Dans En Corps de Cédric Klapisch, une danseuse classique se reconstruit après une blessure. Mais le film a permis aussi à l’actrice principale, une ballerine dans la vraie vie, de « s’émanciper ».

Le long-métrage, qui sort en salles mercredi 30 mars, « a vraiment résonné en moi », affirme Marion Barbeau, « première danseuse » à l’Opéra de Paris, grade précédant le titre suprême d’étoile. Le film, qui comprend de très belles séquences de danse classique et contemporaine, « m’a donné envie de m’émanciper de ma compagnie, qui est ma maison », indique la danseuse qui va prendre une année sabbatique de l’Opéra la saison prochaine.

« J’ai vraiment adoré mon expérience au cinéma. Souvent à l’Opéra, on rencontre de nouveaux chorégraphes et c’est génial, mais ça passe très vite. D’être sur un film pendant des mois, c’est galvanisant », explique-t-elle. Le public peut la voir à la fois dans ce film et, jusqu’au 3 avril, sur la scène du Palais Garnier où elle danse une chorégraphie de Hofesh Shechter qui… joue son propre rôle dans le film de Klapisch.

Pour le moment, aucun projet précis, si ce n’est cette « nécessité vitale » de découvrir d’autres univers. « C’est la première fois de ma vie que rien n’est planifié », sourit la danseuse brune et élancée qui a été « petit rat » à l’École de danse de l’Opéra avant de rejoindre la prestigieuse compagnie, où elle apparaît souvent dans des rôles contemporains. Une « seconde vie » qui ressemble un peu à l’histoire du film.

 » Une battante  »

Élise, 26 ans, est une talentueuse danseuse classique hantée par le souvenir de sa mère décédée qui l’avait encouragée à faire du ballet et dont le père (Denis Podalydès) aurait préféré qu’elle fasse des études de droit. Un jour, le drame : elle se blesse sur scène à la fin d’un grand ballet, « La Bayadère », et l’entorse grave menace de l’empêcher de danser pendant deux ans. En Bretagne, elle fait la rencontre de Josiane (Muriel Robin) qui a pour passion d’accueillir des artistes et un jour, la compagnie de Hofesch Shechter permet à Élise d’avoir de nouveau confiance en elle et de renaître. « Comme beaucoup de danseurs, Élise est une battante », explique Marion Barbeau.

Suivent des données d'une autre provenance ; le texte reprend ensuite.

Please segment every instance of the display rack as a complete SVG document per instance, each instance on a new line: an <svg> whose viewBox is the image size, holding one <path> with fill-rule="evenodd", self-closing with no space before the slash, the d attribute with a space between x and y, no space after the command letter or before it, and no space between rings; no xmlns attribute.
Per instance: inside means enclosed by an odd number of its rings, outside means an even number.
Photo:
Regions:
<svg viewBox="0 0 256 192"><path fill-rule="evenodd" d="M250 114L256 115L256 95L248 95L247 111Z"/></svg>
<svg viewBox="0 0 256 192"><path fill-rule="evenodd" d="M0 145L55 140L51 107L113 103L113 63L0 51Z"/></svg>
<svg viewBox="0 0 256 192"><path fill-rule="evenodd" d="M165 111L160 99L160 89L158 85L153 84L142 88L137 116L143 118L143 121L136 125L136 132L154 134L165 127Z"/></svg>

Contrairement à certains films comme Black Swan privilégiant des actrices comme Natalie Portman et des doublures pour des rôles de ballerines, le réalisateur a choisi de vrais danseurs pour son 14e long-métrage, filmé en pleine pandémie au Théâtre du Châtelet, à La Villette et en Bretagne. Tombé amoureux de la danse à 14 ans, Klapisch, qui avait trouvé Marion Barbeau « touchante » au casting, avait réalisé « Les Poupées russes » avec la ballerine russe Evguenia Obraztsova, ainsi qu’un documentaire sur l’étoile Aurélie Dupont, actuelle directrice de la danse à l’Opéra.

Une sorte de magie

« Il y a quelque chose de très merveilleux dans le ballet, et quand on a accès aux coulisses, c’est encore plus magique », avait-il confié lors du tournage d’En Corps en 2021. À ceux qui pourraient lui reprocher de mettre en avant une sorte de cliché opposant le « carcan » du ballet classique à la danse contemporaine « libératrice », autant le réalisateur que la ballerine rejette cette interprétation. « Personne ne gagne sur l’autre », avait souligné Klapisch.

« Élise est un peu rebelle mais sa renaissance comme danseuse n’est pas une annulation de sa vie de ballerine classique. Elle restera toujours en elle », assure Marion Barbeau. Dans le film, encore secouée par sa blessure, Élise commente qu’elle est devenue « une vraie héroïne de ballet classique au destin tragique ». Ces « héroïnes en tutu blanc sont toujours des femmes mortes, bafouées, trahies, fracassées ». « C’est vrai qu’on est une génération qui se pose plein de questions sur les ballets classiques. Mais j’ai appris aussi grâce à ma coach Florence Clerc qu’il y a plusieurs grilles de lecture de ces personnages ».